The second important way in which exile is central to 1 Peter is with the prominent theme of persecution. Understanding exile is especially relevant for the scattered and persecuted churches to which Peter writes. It is a reminder that this earth in its present state is not their true home. The suffering they endure is temporary, but the joy to be experienced in their true heavenly home is eternal.
The third launchpad for meditation explores one sense in which Christians are exiles in this world. It is a cultural exile. The values and practices of the world conflict with how Christians are to live as citizens of heaven. Christians are no longer at home while practicing evil. But since we no longer belong to the worldly aspects of earthly cultures, former friends may frown upon our new way of living. As 1 Peter 4:3-4 indicates, this is part of what prompted persecution: “You have had enough in the past of the evil things that godless people enjoy—their immorality and lust, their feasting and drunkenness and wild parties, and their terrible worship of idols. Of course, your former friends are surprised when you no longer plunge into the flood of wild and destructive things they do. So they slander you.”

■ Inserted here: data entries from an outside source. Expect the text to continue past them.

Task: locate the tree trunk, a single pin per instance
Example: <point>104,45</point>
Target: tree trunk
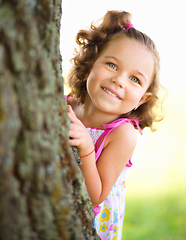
<point>42,191</point>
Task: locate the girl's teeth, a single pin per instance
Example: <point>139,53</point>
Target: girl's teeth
<point>106,90</point>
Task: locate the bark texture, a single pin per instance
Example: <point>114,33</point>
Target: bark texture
<point>42,191</point>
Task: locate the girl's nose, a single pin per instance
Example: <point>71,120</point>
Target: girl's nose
<point>119,81</point>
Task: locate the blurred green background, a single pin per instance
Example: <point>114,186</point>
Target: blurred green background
<point>156,183</point>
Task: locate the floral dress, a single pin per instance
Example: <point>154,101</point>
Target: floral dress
<point>109,214</point>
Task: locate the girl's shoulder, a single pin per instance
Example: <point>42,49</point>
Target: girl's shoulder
<point>123,135</point>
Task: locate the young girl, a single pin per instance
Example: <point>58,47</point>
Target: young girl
<point>114,84</point>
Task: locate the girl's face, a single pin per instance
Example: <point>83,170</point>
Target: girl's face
<point>120,77</point>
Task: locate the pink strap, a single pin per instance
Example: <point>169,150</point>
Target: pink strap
<point>109,128</point>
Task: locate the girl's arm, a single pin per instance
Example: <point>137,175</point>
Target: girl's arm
<point>100,176</point>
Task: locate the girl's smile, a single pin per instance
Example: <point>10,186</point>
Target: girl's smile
<point>120,77</point>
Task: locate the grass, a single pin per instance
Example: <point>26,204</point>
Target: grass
<point>157,217</point>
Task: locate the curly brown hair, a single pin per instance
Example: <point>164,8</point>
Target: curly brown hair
<point>92,42</point>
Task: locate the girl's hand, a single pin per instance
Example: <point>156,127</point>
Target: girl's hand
<point>78,134</point>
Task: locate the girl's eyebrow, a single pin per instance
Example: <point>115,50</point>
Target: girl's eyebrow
<point>138,72</point>
<point>113,57</point>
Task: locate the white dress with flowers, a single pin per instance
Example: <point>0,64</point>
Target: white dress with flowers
<point>109,214</point>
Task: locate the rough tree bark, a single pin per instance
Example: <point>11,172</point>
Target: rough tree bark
<point>42,193</point>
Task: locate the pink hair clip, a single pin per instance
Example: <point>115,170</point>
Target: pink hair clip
<point>129,25</point>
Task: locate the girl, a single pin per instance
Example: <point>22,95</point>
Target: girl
<point>114,83</point>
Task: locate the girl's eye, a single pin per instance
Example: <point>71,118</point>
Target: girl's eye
<point>112,65</point>
<point>135,79</point>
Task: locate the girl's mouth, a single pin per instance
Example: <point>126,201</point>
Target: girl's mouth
<point>111,93</point>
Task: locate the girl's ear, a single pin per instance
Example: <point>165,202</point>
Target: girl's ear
<point>146,97</point>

But rather than fighting back or giving up, Peter views cultural exile as an opportunity to witness. Right after 1 Peter 2:11, in verse 12, Peter writes “Live such good lives among the pagans that, though they accuse you of doing wrong, they may see your good deeds and glorify God on the day he visits us.” This verse echoes Matthew 5:16 where Jesus says, “In the same way, let your light shine before others, that they may see your good deeds and glorify your Father in heaven.”
As a cultural exile, live out the virtues of your heavenly kingdom. Allow the beauty of your transformed life to be a light in the darkness, so that others would see the light and turn to God for salvation.
The fourth launchpad for meditation explores another sense in which Christians are exiles in this world. We are exiles in our own bodies. In them we lack a sense of being at home. The passions of the flesh wage war against the soul, the whole of who we are as living, physical humans. Rather than being at home, our bodies are the battlegrounds on which a war is being waged. And it is a constant warfare. Just as a war has many military campaigns, the fight against evil desires that we have apart from the Spirit, is a daily battle.
But in this struggle, you are not alone. We all struggle with sinful desires, including the apostle Paul. Writing about his struggles with sin in Romans 7, he writes, “I don’t really understand myself, for I want to do what is right, but I don’t do it. Instead, I do what I hate… I have discovered this principle of life—that when I want to do what is right, I inevitably do what is wrong. I love God’s law with all my heart. But there is another power within me that is at war with my mind. This power makes me a slave to the sin that is still within me. Oh, what a miserable person I am! Who will free me from this life that is dominated by sin and death? Thank God! The answer is in Jesus Christ our Lord.”
As Warren Wiersbe writes, “our real battle is not with people around us, but with the passions within us”. As evil desires wage war against you, wage war against them. Put them to death. And in the midst of the battles, lean into your identity as an exile. Live by the principles of your new heavenly kingdom, and find solace in the fact that this war is temporary. We will one day be at home in our resurrected bodies, free from evil desires and freed up to fully love God and others.